From what I've read, a key action of IFN was unexpected, wherein it preferentially activates the clone and eliminates it via exhaustion. This is weird but effective, possibly from IFN's ability to also increase cytokine activity as well as reduce it. It was once expected that Rux would counteract this increase and reduce the benefit of IFN. Much of science is throw our best ideas in the pot and see what works. AI should help greatly to select what to cook.
Bom seems to be looking good, but not big magic. It is looking good for PLT reduction however. One member had to go off it in trial.
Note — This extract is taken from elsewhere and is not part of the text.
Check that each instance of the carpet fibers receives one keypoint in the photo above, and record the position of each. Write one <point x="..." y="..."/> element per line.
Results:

A recent report suggests it might also work well as adjunct therapy.
Likely the ultimate fix is what's already in progress for CALR and many other conditions, immunotherapy to target the clones directly. This has lots of reports just the last year or so. CALR has a shot of being curable this way. Jak2 is a bigger challenge but there is early progress there too.
Actually, there are 15-20 different interferons. They have a few different basic mechanisms by which they mess with the immune system.
Regarding bomedemstat, it has shown promise but is not going to be a magical “cure”. What I was referring to is the ever more sophisticated choice of targets. I am sure a better molecule exists that could bind to the same target as bomedemstat. However, as the molecular biology underlying the pathology is illuminated, the better the chance of finding more specific targets for drug development. One of our problems, however, is that there are far fewer of us suffering from MPNs than other diseases, so there are fewer research funds available for revealing this molecular biology and especially for the expense necessary for drug development.